People use mobile devices to take pictures of an advertising placard showing Uruguay's striker Luis Suarez flashing his teeth, Copacabana beach, Rio de Janeiro, June 26, 2014.

Anyone watching soccer's World Cup is familiar with the head-knocking, pushing, elbowing and even biting that occurs on the field — and how players on the receiving end of those maneuvers sometimes react in dramatic, seemingly exaggerated ways.

But do those histrionics, real or faked, actually help teams to win?

While faking injury may help a player draw a penalty on the opposing team, Dr. Daryl Rosenbaum, a sports physician at North Carolina's Wake Forest Baptist Medical Center, decided to evaluate whether embellished distress is an effective competitive strategy.

“We basically sat down, watched a lot of soccer, and looked for events where it looked like someone was injured when they went down to the ground holding a body part," he said. "We didn’t have any access to the medical records or anything, but we’d try to decide if it was a definite injury or not, if the player had to be ‘subbed off’ within a few minutes, or if there was something really obvious like visible bleeding.

"Only about 7 percent turned out to be true injuries, and we didn’t find that the teams were any more successful that exhibited this type of behavior.”

Still, feigning injury can be a useful dilatory tactic in a tough game, according to sports psychologist Harris Stratyner of the Mount Sinai School of Medicine in New York.

“It’s not to say you can’t get hurt in soccer. But I think it’s more of a strategy among European players that they may even be coached to milk the time and ... buy their teammates time for a breather," he said. "It’s like a boxer who may hug his opponent to buy some breathing time or goes down on a punch and waits until just before the count of 10 to get up so they can have some breathing time.”

Players also use dramatic gestures to get a point across, he said.

“Psychologically speaking, if you are more demonstrative, you are going to get the referees’ attention, and there is going to be a greater chance to have the opposing team receive a penalty.

In Stratyner’s opinion, U.S. players tend to underplay injuries as compared to European or Central and South Americans.

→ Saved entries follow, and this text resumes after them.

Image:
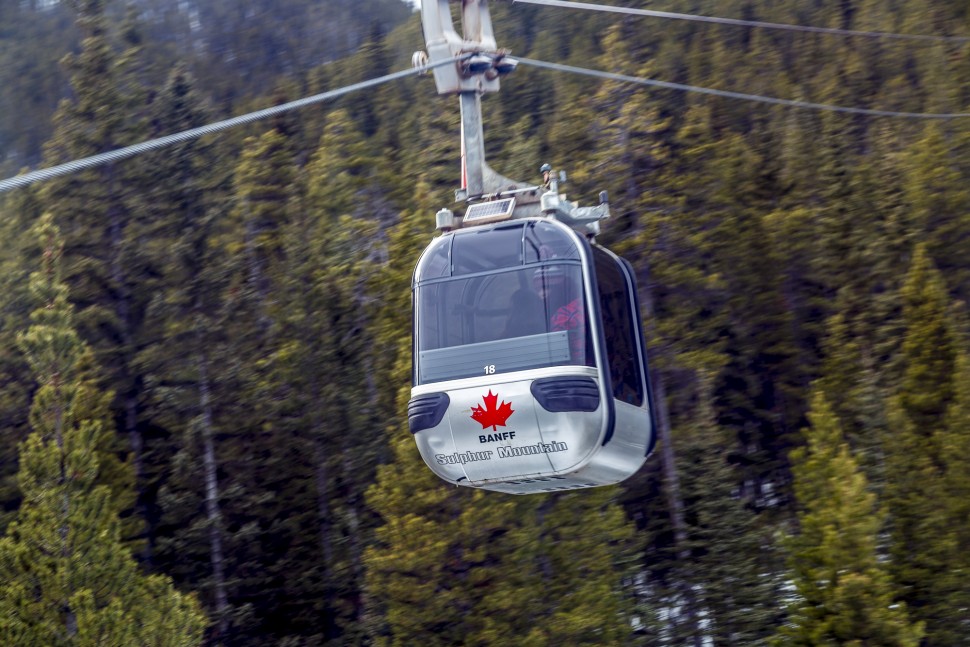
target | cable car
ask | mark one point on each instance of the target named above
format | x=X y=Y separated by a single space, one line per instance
x=530 y=372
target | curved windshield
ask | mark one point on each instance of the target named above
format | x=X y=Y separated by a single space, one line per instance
x=500 y=321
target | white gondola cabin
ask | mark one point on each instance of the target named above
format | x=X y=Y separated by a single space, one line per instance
x=529 y=366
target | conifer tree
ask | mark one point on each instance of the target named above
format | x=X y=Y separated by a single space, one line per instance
x=94 y=213
x=65 y=576
x=923 y=545
x=844 y=594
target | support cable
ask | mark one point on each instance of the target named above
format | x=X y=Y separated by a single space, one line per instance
x=559 y=67
x=568 y=4
x=194 y=133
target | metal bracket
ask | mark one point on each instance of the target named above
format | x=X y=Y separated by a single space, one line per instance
x=481 y=64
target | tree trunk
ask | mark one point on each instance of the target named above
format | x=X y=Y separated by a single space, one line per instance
x=212 y=510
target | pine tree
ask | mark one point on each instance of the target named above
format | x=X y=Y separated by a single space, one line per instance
x=67 y=579
x=844 y=593
x=923 y=545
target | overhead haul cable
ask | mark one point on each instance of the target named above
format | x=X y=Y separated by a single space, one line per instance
x=568 y=4
x=559 y=67
x=194 y=133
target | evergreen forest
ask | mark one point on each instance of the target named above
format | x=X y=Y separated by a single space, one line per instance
x=205 y=350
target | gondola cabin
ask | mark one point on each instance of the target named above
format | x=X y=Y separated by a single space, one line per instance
x=529 y=364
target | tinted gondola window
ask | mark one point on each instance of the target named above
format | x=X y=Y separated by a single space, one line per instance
x=619 y=329
x=500 y=321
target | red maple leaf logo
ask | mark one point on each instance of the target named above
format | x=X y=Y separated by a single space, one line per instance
x=491 y=416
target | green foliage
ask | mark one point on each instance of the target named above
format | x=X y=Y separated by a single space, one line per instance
x=67 y=577
x=246 y=299
x=844 y=594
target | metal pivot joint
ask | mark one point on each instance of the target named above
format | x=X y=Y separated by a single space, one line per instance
x=479 y=66
x=481 y=62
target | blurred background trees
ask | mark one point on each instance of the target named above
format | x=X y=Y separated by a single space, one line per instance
x=244 y=299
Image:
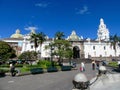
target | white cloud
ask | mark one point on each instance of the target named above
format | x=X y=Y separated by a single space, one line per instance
x=31 y=28
x=84 y=10
x=43 y=5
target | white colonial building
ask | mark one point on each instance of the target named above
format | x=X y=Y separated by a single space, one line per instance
x=82 y=48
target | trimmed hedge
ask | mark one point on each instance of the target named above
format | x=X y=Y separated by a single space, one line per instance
x=2 y=73
x=36 y=70
x=66 y=68
x=52 y=69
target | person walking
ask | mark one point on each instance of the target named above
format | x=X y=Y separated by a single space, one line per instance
x=12 y=70
x=93 y=65
x=82 y=67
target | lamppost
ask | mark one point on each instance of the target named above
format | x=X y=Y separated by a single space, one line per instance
x=51 y=54
x=39 y=54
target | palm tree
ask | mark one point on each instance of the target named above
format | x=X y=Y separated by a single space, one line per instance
x=59 y=35
x=34 y=39
x=114 y=41
x=41 y=38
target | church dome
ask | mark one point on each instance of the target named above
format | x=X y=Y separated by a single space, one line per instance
x=17 y=34
x=74 y=37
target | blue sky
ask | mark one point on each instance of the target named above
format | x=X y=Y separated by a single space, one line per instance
x=50 y=16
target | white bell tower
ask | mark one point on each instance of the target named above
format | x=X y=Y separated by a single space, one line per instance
x=103 y=32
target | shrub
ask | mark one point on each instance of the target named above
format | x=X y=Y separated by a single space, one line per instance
x=113 y=64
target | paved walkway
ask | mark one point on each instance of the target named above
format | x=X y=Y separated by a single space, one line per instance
x=47 y=81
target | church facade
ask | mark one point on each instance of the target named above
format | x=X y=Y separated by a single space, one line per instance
x=82 y=48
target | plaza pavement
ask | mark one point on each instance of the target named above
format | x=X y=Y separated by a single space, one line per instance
x=61 y=80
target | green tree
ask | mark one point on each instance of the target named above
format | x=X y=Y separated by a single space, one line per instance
x=114 y=40
x=34 y=39
x=6 y=51
x=59 y=35
x=28 y=55
x=63 y=49
x=41 y=38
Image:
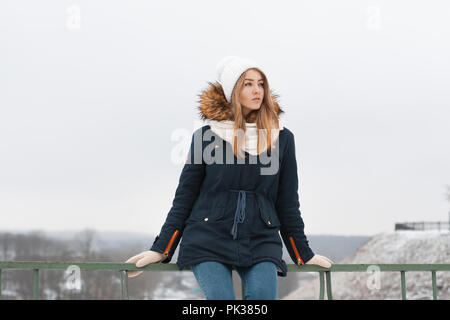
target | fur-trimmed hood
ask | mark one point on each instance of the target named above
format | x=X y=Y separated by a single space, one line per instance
x=214 y=106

U.S. sports culture tends to value stoicism in the face of challenges, he said, which can prove a liability. Playing while injured can make an injury worse, for example, and making one’s injury “no big deal” can mean fewer penalties for the opposing team.

Yet Stratyner acknowledges that there are cultures within the U.S. where drama is encouraged.

“I’ll pick on my culture," he said. "I’m Jewish and my mother also had some Italian in her, and I will tell you that there were lots of dramatics. That’s not a bad thing. That’s not a criticism. It’s just how you’re raised. If these teams are using that to their advantage, that’s how they’re being trained.”

Questions of training, strategy and display may be debated by fans during those non-game hours, but even experts have put the finer points aside at this stage of the World Cup.

Rosenbaum, an avid fan, says he welcomes the drama because he loves the game, and that it's "all a part of the story.”